29 ott 2015

Top of the flops: EMA e Fashion blogger

Capisci di essere vecchia quando non conosci più a menadito tutti i partecipanti degli Ema di MTV, i presentatori, i vj, gli ospiti e pure i cameraman.
Questa cosa a me non succede dal 1999.
Anche quest'anno, sadicamente, ho guardato comunque la trasmissione per convenire alle seguenti conclusioni:
1. Stonano tutti dal vivo
2. Imparare i nomi di tutti questi rappers americani è impossibile passati i 19 anni
3. Mi manca Britney Spears
Convenuto che non capivo nulla come un 80enne di fronte a un tablet, ho guardato i vestiti.

Ellie Goulding, cioè la tizia che canta Love Me Like You Do da 50 Sfumature di Grigio, che ha evidentemente sbagliato taglia del vestito e tinta dei capelli.



Chiara Nasti
Non capisco perché l'abbiano così criticata vista l'eleganza raffinata, la femminilità delicata e appena sussurrata e il look perfettamente adatto ad una 17enne semplice e acqua e sapone.



Vero, Puglisi non è Valentino e siamo tutte d'accordo, ma vi lascio una diapositiva di come si possa portare un abito dello stilista senza sollevare dubbi sulla propria professione.
Si può eh.



Lasciando gli Ema, direi che Miley a questo punto può andare direttamente a lavorare all'Albero Azzurro e sentirsi finalmente compresa.

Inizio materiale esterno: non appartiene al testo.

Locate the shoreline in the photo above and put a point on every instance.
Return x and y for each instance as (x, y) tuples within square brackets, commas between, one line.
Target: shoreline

Kim Kardashian e la moda prenatale.



L'altro giorno mi chiedevo che fine avesse fatto Agyness Deyn che era un sacco che non la vedevo più fotografata ed idolatrata dai siti di moda e streestyle un po' indie.
Ho aperto il dailymail e ho avuto la mia risposta.


La ricordavo così, un minimo più stilosa.



Per la sezione "Essere fighe e ricche, ma vestirsi demmerda" abbiamo Miranda Kerr con la fascia vibrante per ridurre il giro vita in vendita da Mediashopping.



Gwen Stefani una volta era un'icona di stile, ora mi pare Lalla, la migliore amica di Tata Francesca.



Abbiamo parlato della Nasti e perché non parlare di altre due fashion blogger nazionali?

The Chili Cool in versione Divino Otelma.
Come sempre il testo che accompagna le foto è un volo pindarico verso l'illogica terra del nulla.
Mare che nelle tue profondità mi specchio solitaria mi hai mostrato il tuo volto oscuro quel volto che nei millenni è planato fino all’origine della storia Egitto… tra le tue dune di sabbia ho respirato il profumo speziato dell’Oriente tu, deserto che sa perdonare, accogli i miei pensieri raminghi e solitari… Un velo di mistero li sottende come sabbia silenziosa… C’è sempre un sorriso tra le placide acque del Nilo ed il suo deserto che tinge d’oro prezioso le sue radici… Sinfonie di corallo piramidi che sfidano le leggi millenarie… papiri che portano impressi nomi leggendari…La bella è arrivata… Il sole ha conquistato l’Egitto e le sue terre fertili… Così è breve il nostro cammino in questo sogno ma noi lo renderemo eterno con un costume ispirato alla regina del Nilo. 

Facciamola fidanzare con Oscar Branzani.



Ho aperto il profilo IG di Zagu e ho pensato di chiamare i RIS.